Find an example of sets of cosets of different cardinality $G$ is a finite group. Let $H$ be a subgroup of $G$. Is there an example of $G$ and $H$ such that
$${\rm Card}(\{Hxh\mid h\in H\})\neq{\rm Card}(\{Hyh\mid h\in H\}),$$
where $x,y\in G\setminus H$? Here ${\rm Card}$ means cardinality, namely the number of elements contained in a set, so I wonder if we can find two sets of cosets $\{Hxh\mid h\in H\} $ and $\{Hyh\mid h\in H\}$ such that the number of cosets contained in one set is different from the other one.

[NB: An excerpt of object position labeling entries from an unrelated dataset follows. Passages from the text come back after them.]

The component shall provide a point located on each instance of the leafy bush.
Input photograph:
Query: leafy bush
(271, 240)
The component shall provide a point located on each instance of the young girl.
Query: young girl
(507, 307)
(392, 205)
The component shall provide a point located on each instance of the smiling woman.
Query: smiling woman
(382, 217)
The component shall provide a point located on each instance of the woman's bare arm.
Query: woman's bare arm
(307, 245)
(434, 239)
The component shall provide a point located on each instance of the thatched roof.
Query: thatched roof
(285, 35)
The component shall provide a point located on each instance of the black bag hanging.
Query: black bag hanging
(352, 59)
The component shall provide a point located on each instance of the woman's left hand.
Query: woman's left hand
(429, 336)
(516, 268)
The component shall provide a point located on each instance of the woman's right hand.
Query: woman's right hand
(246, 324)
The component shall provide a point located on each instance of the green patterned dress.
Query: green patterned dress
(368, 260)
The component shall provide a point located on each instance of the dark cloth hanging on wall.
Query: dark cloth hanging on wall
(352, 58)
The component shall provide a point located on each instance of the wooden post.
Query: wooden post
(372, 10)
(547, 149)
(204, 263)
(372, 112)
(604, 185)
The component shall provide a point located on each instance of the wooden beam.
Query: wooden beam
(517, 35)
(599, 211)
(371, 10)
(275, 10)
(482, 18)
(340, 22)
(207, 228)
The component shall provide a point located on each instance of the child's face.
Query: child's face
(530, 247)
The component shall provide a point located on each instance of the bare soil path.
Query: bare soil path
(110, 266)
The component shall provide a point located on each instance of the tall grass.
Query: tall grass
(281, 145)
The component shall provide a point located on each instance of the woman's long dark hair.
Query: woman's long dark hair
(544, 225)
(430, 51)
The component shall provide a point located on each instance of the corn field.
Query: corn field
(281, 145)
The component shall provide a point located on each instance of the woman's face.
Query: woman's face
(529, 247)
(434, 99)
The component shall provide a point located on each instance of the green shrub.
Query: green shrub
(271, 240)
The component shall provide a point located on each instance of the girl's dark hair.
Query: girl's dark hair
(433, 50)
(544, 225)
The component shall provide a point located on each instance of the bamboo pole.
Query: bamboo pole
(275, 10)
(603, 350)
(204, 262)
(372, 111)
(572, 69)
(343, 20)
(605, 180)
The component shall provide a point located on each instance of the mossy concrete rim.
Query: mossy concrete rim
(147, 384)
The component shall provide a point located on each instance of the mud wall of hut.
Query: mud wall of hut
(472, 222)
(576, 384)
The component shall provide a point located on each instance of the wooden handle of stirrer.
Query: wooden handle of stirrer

Could you give me some help? Thank you!
 A: First consider $G=S_3$ and $H=\{e,(1\ 2)\}$, with $x=e$ and $y=(1\ 2\ 3)$. Then
$$
\{Hxh\mid h\in H\} = \{H\} \quad\text{while}\quad \{Hyh\mid h\in H\} = \{H(1\ 2\ 3), H(1\ 2)\}.
$$
But wait, you say, we're not allowed to take $x\in H$? This isn't actually that serious a restriction, since for any nontrivial group $K$ and any $k\in K\setminus\{e\}$, we can now replace $G$ by $G\times K$ and $H$ by $H\times\{e\}$, and $x$ and $y$ by $x\times k$ and $y\times k$.
A: Consider the symmetry group $D_8$ of a square.  Let $C_2$ denote the subgroup fixing a corner $x$ (so $C_2$ consists of the identity, and reflection through the diagonal containing $x$).  Then we can identify the $4$ corners of the square with the cosets of $C_2$. That is all the elements of $C_2g$ map $x$ to $xg$, so we may identify the coset $C_2g$ with the corner $xg$, for each $g\in D_8$.
The orbits of corners under $C_2$ have different sizes: one orbit is the two corners adjacent to $x$, another is the single corner opposite to $x$.
Thus if $a$ is a $90^\circ$ rotation, then $\{C_2ah|h\in C_2\}$ is two cosets, whilst $\{C_2a^2h|h\in C_2\}$ is one.